Nous avons eu dans ce pays, malheureusement,  une sorte de classe d’exploitants, qui n’étaient pas une véritable classe d’exploitants, qui étaient des rentiers. Des gens achetaient des salles, qui ont  gagné beaucoup d’argent dans ces salles, et qui avec cet argent ont fait autre chose, de l’immobilier, de la pêche, mais qui n’avaient pas ce feu sacré du métier, la passion d’être un exploitant - comme peut l’être un exploitant dans un pays qui a une vraie cinématographie. En France, en Espagne, en Italie, en Allemagne, l’exploitant c’est quelqu’un qui vit de ça, qui ne transforme pas l’argent gagné dans le cinéma en autre chose. L’argent gagné dans le cinéma aide le cinéma à se développer. Ça on ne l’avait pas au Maroc… c’est entrain, peut-être, de venir. 
J’ai l’impression qu’il y a de jeunes investisseurs, très modernes dans la façon dont ils comprennent le cinéma, qui considèrent le cinéma comme un domaine dans lequel on peut gagner de l’argent, où on peut développer un investissement – mais pas dans l’esprit du rentier qui veut rentabiliser son dirham investi tout de suite…cette nouvelle génération d’exploitants modernes et courageux est en tarin d’arriver…

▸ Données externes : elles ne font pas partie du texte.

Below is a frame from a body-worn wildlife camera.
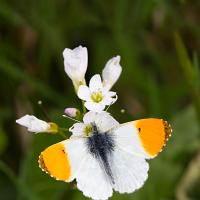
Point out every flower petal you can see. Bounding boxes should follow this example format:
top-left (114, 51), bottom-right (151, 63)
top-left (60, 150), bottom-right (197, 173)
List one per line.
top-left (28, 120), bottom-right (49, 133)
top-left (82, 111), bottom-right (119, 132)
top-left (89, 74), bottom-right (103, 92)
top-left (69, 123), bottom-right (85, 136)
top-left (83, 111), bottom-right (97, 124)
top-left (101, 91), bottom-right (117, 105)
top-left (78, 85), bottom-right (91, 101)
top-left (16, 115), bottom-right (50, 133)
top-left (73, 46), bottom-right (88, 69)
top-left (95, 112), bottom-right (119, 132)
top-left (102, 55), bottom-right (122, 90)
top-left (107, 91), bottom-right (116, 97)
top-left (84, 102), bottom-right (105, 112)
top-left (101, 96), bottom-right (114, 105)
top-left (63, 46), bottom-right (88, 82)
top-left (16, 114), bottom-right (33, 127)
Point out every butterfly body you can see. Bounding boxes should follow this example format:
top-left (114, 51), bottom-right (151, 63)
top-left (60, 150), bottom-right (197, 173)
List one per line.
top-left (86, 123), bottom-right (115, 184)
top-left (39, 118), bottom-right (172, 200)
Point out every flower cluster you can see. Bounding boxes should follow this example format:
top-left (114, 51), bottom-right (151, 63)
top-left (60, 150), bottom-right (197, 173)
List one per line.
top-left (65, 46), bottom-right (121, 112)
top-left (16, 45), bottom-right (122, 134)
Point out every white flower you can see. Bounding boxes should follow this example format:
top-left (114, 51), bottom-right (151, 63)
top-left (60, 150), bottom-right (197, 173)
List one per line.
top-left (69, 111), bottom-right (119, 136)
top-left (63, 45), bottom-right (88, 90)
top-left (102, 55), bottom-right (122, 90)
top-left (16, 115), bottom-right (57, 133)
top-left (77, 74), bottom-right (117, 112)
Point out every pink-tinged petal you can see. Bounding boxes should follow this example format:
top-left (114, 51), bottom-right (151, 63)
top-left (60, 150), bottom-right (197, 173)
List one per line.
top-left (69, 122), bottom-right (85, 136)
top-left (89, 74), bottom-right (103, 92)
top-left (84, 102), bottom-right (105, 112)
top-left (64, 108), bottom-right (79, 118)
top-left (78, 85), bottom-right (91, 101)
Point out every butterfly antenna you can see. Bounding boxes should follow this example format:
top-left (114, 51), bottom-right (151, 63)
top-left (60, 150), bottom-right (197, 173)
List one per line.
top-left (62, 115), bottom-right (81, 123)
top-left (105, 95), bottom-right (118, 112)
top-left (38, 100), bottom-right (51, 121)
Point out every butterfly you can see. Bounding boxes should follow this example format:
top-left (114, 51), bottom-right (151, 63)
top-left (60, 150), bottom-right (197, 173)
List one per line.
top-left (38, 112), bottom-right (172, 200)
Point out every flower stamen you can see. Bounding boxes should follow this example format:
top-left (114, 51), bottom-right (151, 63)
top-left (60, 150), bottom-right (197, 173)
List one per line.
top-left (84, 124), bottom-right (93, 136)
top-left (91, 92), bottom-right (103, 103)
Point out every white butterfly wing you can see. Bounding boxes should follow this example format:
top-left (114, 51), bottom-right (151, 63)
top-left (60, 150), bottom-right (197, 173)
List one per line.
top-left (111, 148), bottom-right (149, 193)
top-left (39, 137), bottom-right (113, 200)
top-left (112, 118), bottom-right (172, 159)
top-left (109, 118), bottom-right (172, 193)
top-left (76, 153), bottom-right (113, 200)
top-left (112, 122), bottom-right (151, 158)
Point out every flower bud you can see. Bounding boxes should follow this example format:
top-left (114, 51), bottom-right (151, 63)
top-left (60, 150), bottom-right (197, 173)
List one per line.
top-left (16, 115), bottom-right (58, 134)
top-left (102, 55), bottom-right (122, 90)
top-left (64, 108), bottom-right (80, 118)
top-left (63, 46), bottom-right (88, 90)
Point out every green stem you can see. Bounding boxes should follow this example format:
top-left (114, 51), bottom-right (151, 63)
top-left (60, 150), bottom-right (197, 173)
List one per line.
top-left (82, 100), bottom-right (87, 114)
top-left (58, 129), bottom-right (67, 139)
top-left (72, 79), bottom-right (87, 114)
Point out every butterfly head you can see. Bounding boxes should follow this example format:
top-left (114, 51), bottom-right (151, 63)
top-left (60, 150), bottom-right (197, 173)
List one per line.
top-left (83, 122), bottom-right (100, 137)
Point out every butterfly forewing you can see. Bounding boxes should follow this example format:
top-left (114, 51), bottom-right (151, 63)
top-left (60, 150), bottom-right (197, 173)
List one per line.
top-left (38, 137), bottom-right (87, 182)
top-left (38, 136), bottom-right (113, 200)
top-left (111, 118), bottom-right (172, 159)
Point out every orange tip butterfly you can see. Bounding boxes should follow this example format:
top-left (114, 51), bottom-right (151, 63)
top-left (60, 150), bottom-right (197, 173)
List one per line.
top-left (38, 117), bottom-right (172, 200)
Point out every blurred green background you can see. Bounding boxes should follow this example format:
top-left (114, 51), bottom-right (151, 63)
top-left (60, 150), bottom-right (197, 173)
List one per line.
top-left (1, 0), bottom-right (200, 199)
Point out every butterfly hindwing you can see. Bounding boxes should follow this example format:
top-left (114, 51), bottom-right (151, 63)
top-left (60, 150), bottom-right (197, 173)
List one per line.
top-left (75, 151), bottom-right (113, 200)
top-left (111, 147), bottom-right (149, 193)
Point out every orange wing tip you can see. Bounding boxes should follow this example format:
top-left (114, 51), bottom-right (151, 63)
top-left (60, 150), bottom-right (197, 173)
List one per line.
top-left (135, 118), bottom-right (172, 157)
top-left (38, 155), bottom-right (48, 173)
top-left (163, 120), bottom-right (172, 140)
top-left (38, 155), bottom-right (58, 179)
top-left (158, 121), bottom-right (172, 149)
top-left (38, 142), bottom-right (72, 182)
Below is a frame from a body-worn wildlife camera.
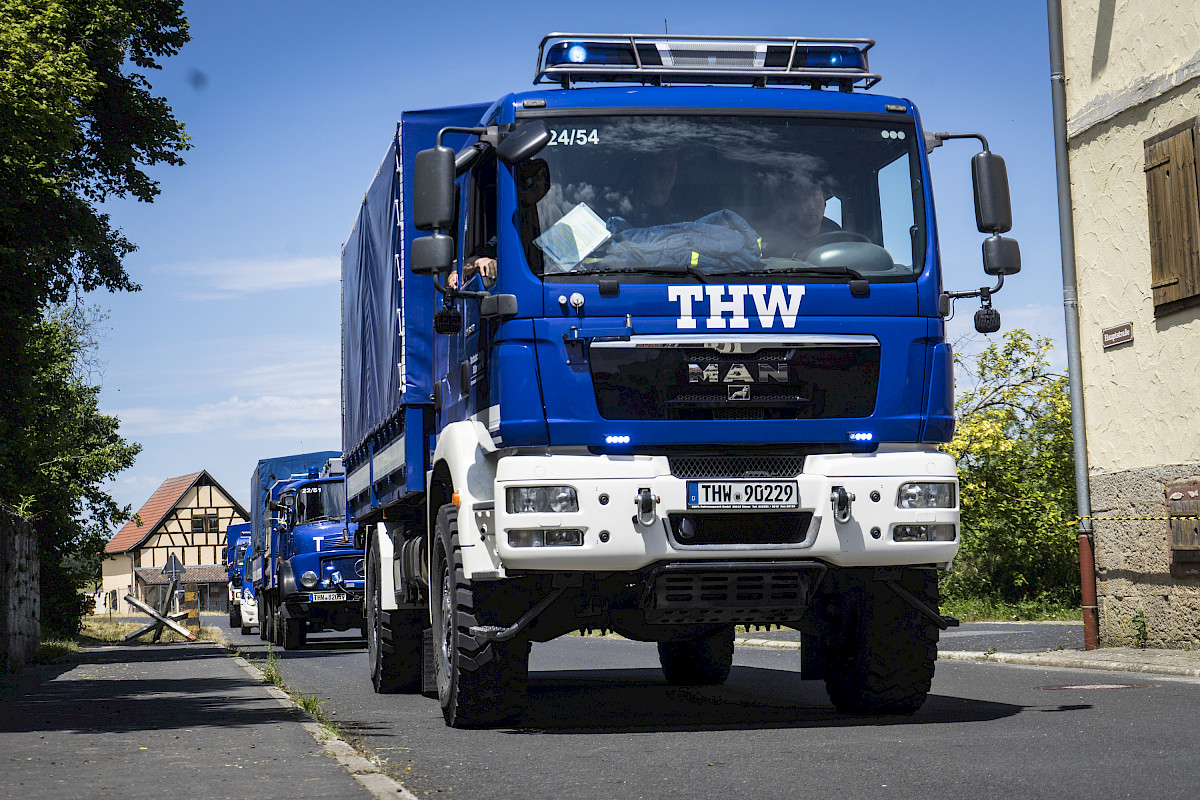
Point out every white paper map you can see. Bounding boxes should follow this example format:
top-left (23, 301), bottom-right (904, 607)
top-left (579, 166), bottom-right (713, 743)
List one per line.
top-left (534, 203), bottom-right (610, 270)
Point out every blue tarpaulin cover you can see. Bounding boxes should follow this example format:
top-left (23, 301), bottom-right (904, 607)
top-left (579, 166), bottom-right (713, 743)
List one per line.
top-left (341, 105), bottom-right (488, 461)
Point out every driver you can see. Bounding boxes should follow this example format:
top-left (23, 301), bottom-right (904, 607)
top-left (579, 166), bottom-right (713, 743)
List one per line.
top-left (770, 176), bottom-right (842, 259)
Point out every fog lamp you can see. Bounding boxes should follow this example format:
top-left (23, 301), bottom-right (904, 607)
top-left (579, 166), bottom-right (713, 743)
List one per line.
top-left (893, 524), bottom-right (957, 542)
top-left (507, 529), bottom-right (584, 547)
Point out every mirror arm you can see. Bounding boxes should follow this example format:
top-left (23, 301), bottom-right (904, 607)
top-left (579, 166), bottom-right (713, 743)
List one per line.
top-left (927, 130), bottom-right (991, 153)
top-left (943, 273), bottom-right (1005, 303)
top-left (431, 272), bottom-right (489, 301)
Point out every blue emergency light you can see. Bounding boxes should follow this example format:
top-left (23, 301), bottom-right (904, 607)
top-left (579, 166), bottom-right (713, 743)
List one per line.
top-left (537, 34), bottom-right (879, 90)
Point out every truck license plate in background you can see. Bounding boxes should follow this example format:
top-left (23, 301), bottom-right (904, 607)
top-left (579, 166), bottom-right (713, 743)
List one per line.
top-left (687, 481), bottom-right (798, 509)
top-left (309, 592), bottom-right (347, 602)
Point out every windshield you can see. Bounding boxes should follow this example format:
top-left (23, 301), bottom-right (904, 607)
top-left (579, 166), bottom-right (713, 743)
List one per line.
top-left (295, 481), bottom-right (346, 525)
top-left (515, 114), bottom-right (924, 281)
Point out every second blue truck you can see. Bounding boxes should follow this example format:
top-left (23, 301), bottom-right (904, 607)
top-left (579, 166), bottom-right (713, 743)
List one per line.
top-left (249, 452), bottom-right (365, 649)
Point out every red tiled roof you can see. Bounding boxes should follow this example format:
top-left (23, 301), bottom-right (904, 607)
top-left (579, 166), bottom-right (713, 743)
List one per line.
top-left (135, 565), bottom-right (229, 585)
top-left (105, 472), bottom-right (205, 554)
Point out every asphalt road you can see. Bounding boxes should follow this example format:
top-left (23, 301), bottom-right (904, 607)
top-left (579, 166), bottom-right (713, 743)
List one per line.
top-left (221, 622), bottom-right (1199, 800)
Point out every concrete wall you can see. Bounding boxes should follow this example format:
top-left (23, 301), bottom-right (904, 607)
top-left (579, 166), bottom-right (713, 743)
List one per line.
top-left (1, 503), bottom-right (40, 672)
top-left (1062, 0), bottom-right (1200, 645)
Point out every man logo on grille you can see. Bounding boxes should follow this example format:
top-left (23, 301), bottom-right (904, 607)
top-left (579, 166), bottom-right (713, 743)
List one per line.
top-left (728, 385), bottom-right (750, 401)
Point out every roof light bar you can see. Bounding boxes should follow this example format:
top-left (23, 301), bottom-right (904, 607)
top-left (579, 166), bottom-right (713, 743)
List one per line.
top-left (535, 33), bottom-right (879, 91)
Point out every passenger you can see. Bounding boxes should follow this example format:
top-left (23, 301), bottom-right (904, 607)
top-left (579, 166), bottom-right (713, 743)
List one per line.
top-left (447, 251), bottom-right (496, 290)
top-left (621, 150), bottom-right (679, 227)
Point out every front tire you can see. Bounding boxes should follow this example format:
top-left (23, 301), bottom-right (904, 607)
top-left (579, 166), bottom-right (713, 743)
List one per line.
top-left (657, 625), bottom-right (735, 685)
top-left (432, 504), bottom-right (529, 728)
top-left (367, 534), bottom-right (421, 693)
top-left (822, 568), bottom-right (940, 715)
top-left (283, 614), bottom-right (305, 649)
top-left (229, 601), bottom-right (241, 629)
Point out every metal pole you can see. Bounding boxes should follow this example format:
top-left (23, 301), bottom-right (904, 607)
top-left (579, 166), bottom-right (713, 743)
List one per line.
top-left (1047, 0), bottom-right (1099, 650)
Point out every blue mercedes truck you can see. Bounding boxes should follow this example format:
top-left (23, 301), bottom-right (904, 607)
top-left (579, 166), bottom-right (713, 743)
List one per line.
top-left (249, 451), bottom-right (364, 648)
top-left (225, 521), bottom-right (252, 629)
top-left (342, 34), bottom-right (1021, 727)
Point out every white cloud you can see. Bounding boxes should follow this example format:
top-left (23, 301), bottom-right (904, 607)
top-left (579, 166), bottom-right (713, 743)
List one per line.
top-left (113, 394), bottom-right (339, 439)
top-left (163, 256), bottom-right (339, 297)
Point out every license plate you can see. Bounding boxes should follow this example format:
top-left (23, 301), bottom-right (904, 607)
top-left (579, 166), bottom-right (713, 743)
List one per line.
top-left (309, 592), bottom-right (347, 602)
top-left (687, 480), bottom-right (799, 509)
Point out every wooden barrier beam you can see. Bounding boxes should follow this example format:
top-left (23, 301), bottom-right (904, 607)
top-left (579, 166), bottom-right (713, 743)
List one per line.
top-left (123, 594), bottom-right (196, 641)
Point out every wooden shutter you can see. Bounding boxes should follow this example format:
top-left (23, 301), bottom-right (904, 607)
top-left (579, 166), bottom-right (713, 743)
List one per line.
top-left (1144, 119), bottom-right (1200, 312)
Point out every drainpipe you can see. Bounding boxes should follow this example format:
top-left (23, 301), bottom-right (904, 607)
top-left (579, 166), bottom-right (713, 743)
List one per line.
top-left (1047, 0), bottom-right (1099, 650)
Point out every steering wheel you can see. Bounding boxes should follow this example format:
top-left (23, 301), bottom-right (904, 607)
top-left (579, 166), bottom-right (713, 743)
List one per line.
top-left (793, 231), bottom-right (871, 260)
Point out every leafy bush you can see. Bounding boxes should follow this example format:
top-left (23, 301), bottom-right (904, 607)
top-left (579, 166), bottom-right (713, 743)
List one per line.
top-left (942, 330), bottom-right (1080, 607)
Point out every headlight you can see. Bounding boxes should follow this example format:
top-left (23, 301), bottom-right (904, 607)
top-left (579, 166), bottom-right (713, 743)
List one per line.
top-left (506, 486), bottom-right (579, 513)
top-left (300, 570), bottom-right (319, 588)
top-left (897, 482), bottom-right (956, 509)
top-left (507, 529), bottom-right (584, 547)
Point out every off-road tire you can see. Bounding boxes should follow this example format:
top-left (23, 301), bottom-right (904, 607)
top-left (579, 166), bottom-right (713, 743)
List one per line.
top-left (657, 625), bottom-right (736, 685)
top-left (368, 535), bottom-right (422, 693)
top-left (283, 614), bottom-right (304, 649)
top-left (822, 568), bottom-right (940, 715)
top-left (432, 504), bottom-right (529, 728)
top-left (229, 603), bottom-right (241, 629)
top-left (258, 597), bottom-right (268, 641)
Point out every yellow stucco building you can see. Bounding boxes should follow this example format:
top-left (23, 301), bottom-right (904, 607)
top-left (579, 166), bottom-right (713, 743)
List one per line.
top-left (1062, 0), bottom-right (1200, 646)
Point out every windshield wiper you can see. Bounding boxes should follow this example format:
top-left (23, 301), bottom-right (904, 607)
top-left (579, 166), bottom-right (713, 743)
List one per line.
top-left (755, 264), bottom-right (868, 280)
top-left (569, 264), bottom-right (709, 282)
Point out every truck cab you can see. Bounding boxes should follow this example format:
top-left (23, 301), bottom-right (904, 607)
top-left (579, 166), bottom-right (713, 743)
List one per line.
top-left (225, 521), bottom-right (251, 629)
top-left (258, 456), bottom-right (365, 649)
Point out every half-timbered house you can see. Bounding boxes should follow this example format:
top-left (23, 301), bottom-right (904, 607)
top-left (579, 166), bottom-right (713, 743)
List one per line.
top-left (101, 471), bottom-right (248, 613)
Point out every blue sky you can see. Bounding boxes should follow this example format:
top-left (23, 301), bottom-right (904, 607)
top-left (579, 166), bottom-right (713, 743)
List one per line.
top-left (95, 0), bottom-right (1065, 517)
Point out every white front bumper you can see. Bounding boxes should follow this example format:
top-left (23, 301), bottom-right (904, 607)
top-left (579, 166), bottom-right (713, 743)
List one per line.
top-left (240, 595), bottom-right (259, 625)
top-left (485, 449), bottom-right (958, 572)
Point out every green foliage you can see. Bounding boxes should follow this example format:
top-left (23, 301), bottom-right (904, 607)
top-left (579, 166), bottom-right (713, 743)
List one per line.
top-left (0, 0), bottom-right (190, 306)
top-left (8, 307), bottom-right (141, 634)
top-left (1131, 609), bottom-right (1148, 649)
top-left (942, 329), bottom-right (1080, 607)
top-left (0, 1), bottom-right (188, 635)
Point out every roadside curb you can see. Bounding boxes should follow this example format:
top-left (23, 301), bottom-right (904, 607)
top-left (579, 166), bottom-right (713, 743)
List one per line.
top-left (938, 649), bottom-right (1200, 678)
top-left (229, 651), bottom-right (419, 800)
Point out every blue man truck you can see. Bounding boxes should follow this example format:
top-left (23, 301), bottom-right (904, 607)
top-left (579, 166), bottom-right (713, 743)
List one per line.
top-left (343, 34), bottom-right (1021, 727)
top-left (249, 451), bottom-right (365, 648)
top-left (225, 521), bottom-right (252, 629)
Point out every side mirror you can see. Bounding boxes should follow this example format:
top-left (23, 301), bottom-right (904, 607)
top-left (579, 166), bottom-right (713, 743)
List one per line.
top-left (414, 146), bottom-right (456, 232)
top-left (481, 293), bottom-right (519, 318)
top-left (983, 235), bottom-right (1021, 276)
top-left (496, 120), bottom-right (551, 165)
top-left (971, 151), bottom-right (1013, 234)
top-left (411, 233), bottom-right (455, 276)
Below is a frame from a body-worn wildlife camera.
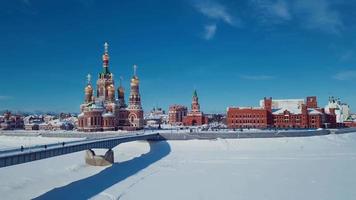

Et  c’est sur cette génération que nous portons aujourd’hui beaucoup d’espoir. L’idée que l’on essaie de développer avec le ministère de tutelle et il faut absolument l’appui du  ministère des finances - c’est que l’État se porte garant de certains types d’investissements quand il s’agit du cinéma. Qui rassure les gens qui veulent bien investir en proposant certains avantages fiscaux…, en garantissant un certains nombre de choses, qu’il va falloir discuter de façon très précise avec le ministère des finances, pour que ces jeunes investisseurs qui ont l’esprit d’aventure, ne soient pas effrayés, mais plutôt rassurés.  C’est cette partie très délicate que nous sommes en train de mener aujourd’hui, et c’est cela qui pour nous est essentiel - beaucoup plus qu’une reconnaissance internationale qui existe déjà, mais qu’on aimerait porter plus haut.
Il n’y a absolument rien d’impossible, et nous avons vraiment au Maroc des talents qui sont tout à fait capable d’être en compétition avec n’importe quels autres talents, et ce dans tous les départements. Ce sont eux qui font que nous avons aujourd’hui une petite industrie cinématographie très performante. Les gens qui viennent de l’extérieur pour tourner au Maroc le savent très bien, et en grande partie, ils reviennent pour cet apport, et pas uniquement pour les paysages.